Thursday, October 10, 2013

Ruby variable assignment... how does that really work?

I've recently been working to improve my Ruby skills, so I've started coding many of the exercises in "Cracking the Coding Interview" by Gayle Laakmann McDowell, implementing the problems in TDD/Ruby instead of in Java.

In the process, I ran into a real puzzler -- a bug that I and several friends looked at and couldn't quickly solve. It turned out to be really basic Ruby.

I had developed the following code as part of the answer to CtCI's problem 9.4: Create all the subsets from a set (you can find the complete solution here).
def ss_raw set
  @result_raw << set
  return if set.size == 1
  set.each_index do |i|
    tmp = set
    tmp.delete_at i
    ss_raw(tmp)
  end
end
The intent of this code was to recursively remove one element from the input and generate the subsets. The tmp variable was intended as a proxy for the set variable so that the each_index block could process each subset by deleting one element at a time.

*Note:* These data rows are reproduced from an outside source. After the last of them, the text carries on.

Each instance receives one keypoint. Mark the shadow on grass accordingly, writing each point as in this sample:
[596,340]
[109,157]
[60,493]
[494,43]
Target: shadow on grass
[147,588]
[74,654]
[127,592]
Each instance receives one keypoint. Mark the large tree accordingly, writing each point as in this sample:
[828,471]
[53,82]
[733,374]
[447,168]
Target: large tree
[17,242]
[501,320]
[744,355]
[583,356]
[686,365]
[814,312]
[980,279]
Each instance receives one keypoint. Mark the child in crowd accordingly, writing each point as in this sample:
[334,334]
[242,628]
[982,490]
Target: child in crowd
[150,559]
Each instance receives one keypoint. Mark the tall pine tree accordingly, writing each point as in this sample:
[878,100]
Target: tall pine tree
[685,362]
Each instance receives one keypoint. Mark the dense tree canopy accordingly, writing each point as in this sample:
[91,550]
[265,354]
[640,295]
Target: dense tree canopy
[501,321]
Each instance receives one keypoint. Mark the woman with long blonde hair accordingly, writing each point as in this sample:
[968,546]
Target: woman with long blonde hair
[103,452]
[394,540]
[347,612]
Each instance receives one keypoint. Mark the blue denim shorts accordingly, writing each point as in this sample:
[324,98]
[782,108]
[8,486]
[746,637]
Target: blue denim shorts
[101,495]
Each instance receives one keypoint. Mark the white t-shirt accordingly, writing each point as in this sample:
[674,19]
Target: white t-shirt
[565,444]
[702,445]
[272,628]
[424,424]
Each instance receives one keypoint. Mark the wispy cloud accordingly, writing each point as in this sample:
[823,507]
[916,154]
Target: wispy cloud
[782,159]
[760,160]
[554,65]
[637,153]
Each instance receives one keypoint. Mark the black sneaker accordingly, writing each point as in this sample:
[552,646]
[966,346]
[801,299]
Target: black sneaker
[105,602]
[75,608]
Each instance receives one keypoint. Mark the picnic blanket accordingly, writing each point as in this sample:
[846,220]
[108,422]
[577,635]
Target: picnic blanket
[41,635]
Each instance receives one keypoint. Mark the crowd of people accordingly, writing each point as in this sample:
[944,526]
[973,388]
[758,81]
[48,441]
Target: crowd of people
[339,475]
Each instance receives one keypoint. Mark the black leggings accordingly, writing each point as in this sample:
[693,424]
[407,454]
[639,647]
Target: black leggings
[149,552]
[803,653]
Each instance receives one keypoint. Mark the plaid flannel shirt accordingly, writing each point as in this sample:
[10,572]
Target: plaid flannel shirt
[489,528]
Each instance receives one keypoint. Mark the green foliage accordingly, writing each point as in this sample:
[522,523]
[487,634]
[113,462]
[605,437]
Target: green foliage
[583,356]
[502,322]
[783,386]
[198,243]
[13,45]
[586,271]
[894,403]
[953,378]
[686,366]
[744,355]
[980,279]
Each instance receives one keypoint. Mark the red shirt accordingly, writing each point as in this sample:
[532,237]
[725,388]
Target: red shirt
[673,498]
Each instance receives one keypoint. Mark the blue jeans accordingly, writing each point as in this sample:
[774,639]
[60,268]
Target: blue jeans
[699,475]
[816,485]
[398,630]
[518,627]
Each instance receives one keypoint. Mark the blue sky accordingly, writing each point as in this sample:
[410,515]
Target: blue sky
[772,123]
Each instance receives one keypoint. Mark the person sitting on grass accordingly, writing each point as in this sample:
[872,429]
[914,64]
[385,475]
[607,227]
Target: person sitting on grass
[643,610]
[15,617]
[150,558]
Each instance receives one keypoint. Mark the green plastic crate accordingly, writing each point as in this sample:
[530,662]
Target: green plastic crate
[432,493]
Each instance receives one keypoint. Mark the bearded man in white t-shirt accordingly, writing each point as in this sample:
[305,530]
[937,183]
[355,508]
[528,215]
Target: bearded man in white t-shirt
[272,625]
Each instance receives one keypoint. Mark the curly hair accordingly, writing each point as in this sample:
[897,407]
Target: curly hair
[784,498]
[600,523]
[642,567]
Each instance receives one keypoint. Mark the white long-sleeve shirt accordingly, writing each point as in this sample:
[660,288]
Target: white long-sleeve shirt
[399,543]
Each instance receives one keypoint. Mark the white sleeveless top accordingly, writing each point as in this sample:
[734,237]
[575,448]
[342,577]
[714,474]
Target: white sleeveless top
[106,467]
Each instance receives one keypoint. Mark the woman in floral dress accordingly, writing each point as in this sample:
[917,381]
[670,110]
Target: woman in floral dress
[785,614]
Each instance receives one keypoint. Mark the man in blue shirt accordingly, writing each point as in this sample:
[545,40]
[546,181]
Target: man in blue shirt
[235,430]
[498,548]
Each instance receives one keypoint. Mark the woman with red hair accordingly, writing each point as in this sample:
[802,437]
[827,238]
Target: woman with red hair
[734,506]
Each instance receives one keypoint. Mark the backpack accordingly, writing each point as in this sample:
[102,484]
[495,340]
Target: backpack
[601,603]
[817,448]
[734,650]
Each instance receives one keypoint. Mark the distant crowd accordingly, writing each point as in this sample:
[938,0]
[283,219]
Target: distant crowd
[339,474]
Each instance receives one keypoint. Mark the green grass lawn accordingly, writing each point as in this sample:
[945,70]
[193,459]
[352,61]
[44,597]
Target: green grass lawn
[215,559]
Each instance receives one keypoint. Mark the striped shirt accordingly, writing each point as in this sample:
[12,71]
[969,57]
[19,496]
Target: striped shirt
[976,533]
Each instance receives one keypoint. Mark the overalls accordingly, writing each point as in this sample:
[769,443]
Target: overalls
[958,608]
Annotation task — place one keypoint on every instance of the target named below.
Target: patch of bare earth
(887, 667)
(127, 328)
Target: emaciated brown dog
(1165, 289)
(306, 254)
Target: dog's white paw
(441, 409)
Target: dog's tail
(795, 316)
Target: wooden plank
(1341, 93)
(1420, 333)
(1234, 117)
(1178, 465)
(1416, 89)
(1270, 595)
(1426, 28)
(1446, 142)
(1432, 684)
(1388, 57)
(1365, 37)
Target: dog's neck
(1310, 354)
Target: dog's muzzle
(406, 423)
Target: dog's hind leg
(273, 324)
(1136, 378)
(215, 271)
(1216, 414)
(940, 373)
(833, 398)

It didn't work and gave some really perplexing results, apparently replacing the contents of @result_raw rather than appending to it.

Unfortunately, I forgot the basics:
tmp = set
doesn't create a new variable, it simply creates a new pointer to the same location in storage that set points to. Therefore, modifying tmp also modifies set and the whole process goes south. The solution? Just say
tmp = set.clone
and you get a new and separate variable and the method works as expected.

In many cases, an oversight like this won't cause a problem, but in this cae it wound up modifying the method parameter as well as modifying the basis of the each_index block... a definite no-no and exactly what I was trying to avoid in the first place.

Hopefully this little reminder will help someone else avoid the pain.